Needless to say I didn't want that so I went in to 'Add New Entry' and added back the W7 entry just so the computer would boot. But now I've once again got this useless Windows Boot Mgr menu with only one option. Short of setting the Count Down to zero is there any way while still booting the W7 HDD to no longer display the Windows Boot Mgr menu? IOW, like it was before I mistakenly installed EasyBCD in W7 and started messing with it there.

As always, thanks for any help.
 
Saw this after your other thread.
If a single-choice menu is still being presented, it means that there's some minor corruption in the BCD (nothing serious, just a bit of unwanted detritus).
If you're pedantic, you could use EasyBCD to "reset the BCD configuration" and add a new W7 entry, but as long as you can live with the knowledge that there's a metaphorical dirty sock at the back of the BCD, you can just click on the "skip boot menu" option.
I wouldn't ever reset timer to 0. That's cutting your lifeline into the BCD.
Timer =1 will effectively do the same with an entry point for the nimble-fingered.
 
Terry, yes I am pedantic and I do love to tinker. :grinning: Tried resetting the BCD configuration as you suggested, then added a new W7 entry, but when I restarted the computer Windows Boot Mgr showed up once again(!) even tho there was only 1 entry in the boot menu, and to top it off had this lovely message:
Windows failed to start.
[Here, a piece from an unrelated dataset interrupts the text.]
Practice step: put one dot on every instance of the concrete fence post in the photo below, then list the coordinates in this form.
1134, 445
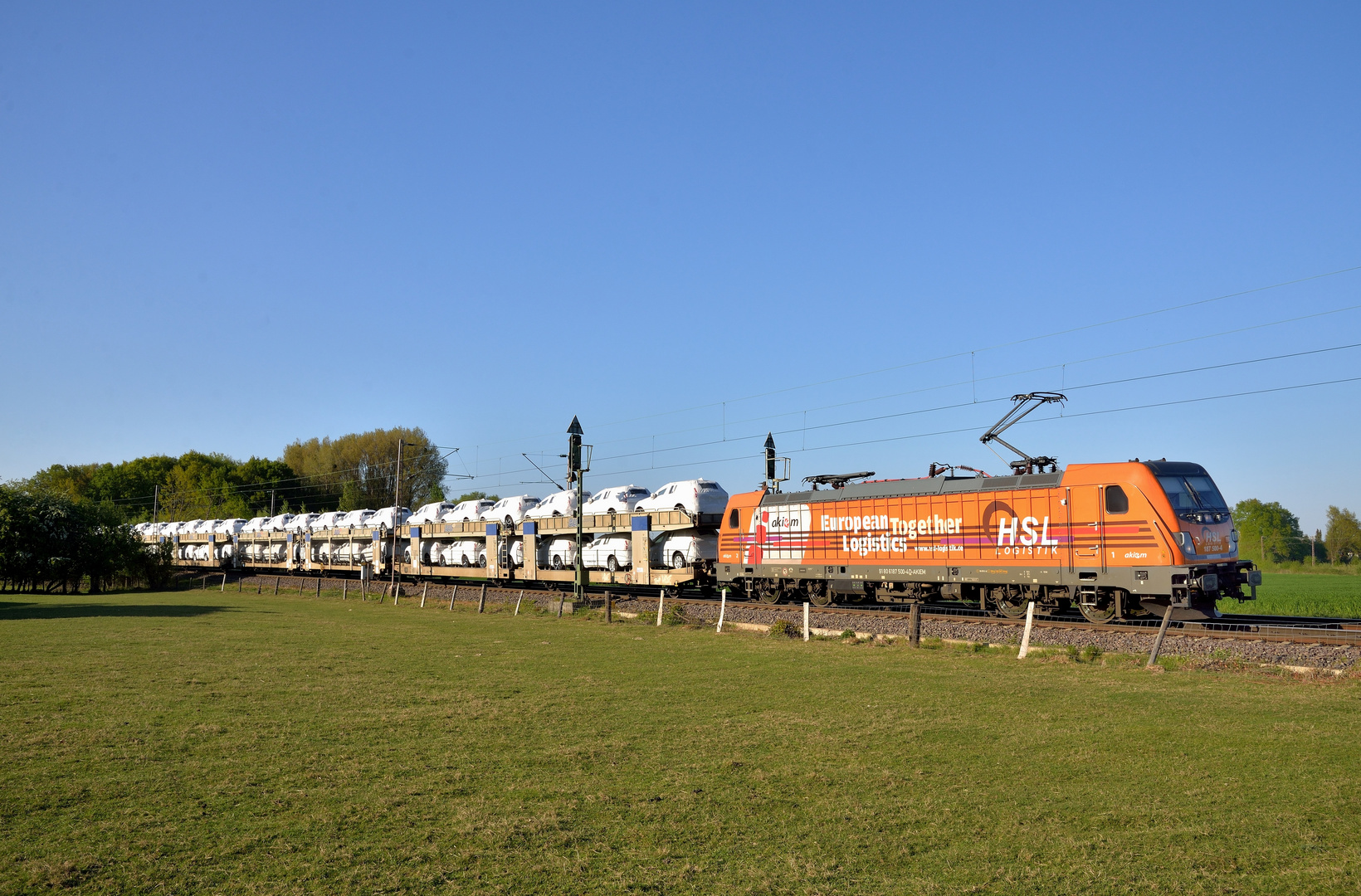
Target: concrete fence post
1163, 630
1029, 625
A recent hardware or software change might be the cause... blah blah blah
File: \Boot\BCD
Info: The Windows Boot Configuration Data file does not contain a valid OS entry.


Have no idea why as I was careful to add back the W7 entry, and EasyBCD would've given me a stern warning message when exiting if I hadn't. Anyway, enough was enough, I have no idea how things got corrupted in the BCD but they obviously had, so I restored a recent total drive backup of W7, booted directly into it to be sure, then rebooted into W10 to get things going properly.

Because of all the problems I had with my mistaken installation of EasyBCD in W7 I carefully:
1) using bcdedit exported the contents of the system store to a file
2) using EasyBCD backed up bootloader settings to a file (same size output file as #1 but slightly different contents)
3) in SYSTEM RESERVED made a backup copy of the bootmgr file

As they say, paranoia runs deep... With that preparation backup work done I went into W10 EasyBCD and added the W7 entry to the boot menu, rebooted, reset the default boot HDD, and held my breath. No problemo, the Windows Boot Mgr came up with the W10 and W7 entries, tried each one in succession and all is well.

Thanks much for your posts, you have been tremendously helpful in my understanding of this whole process.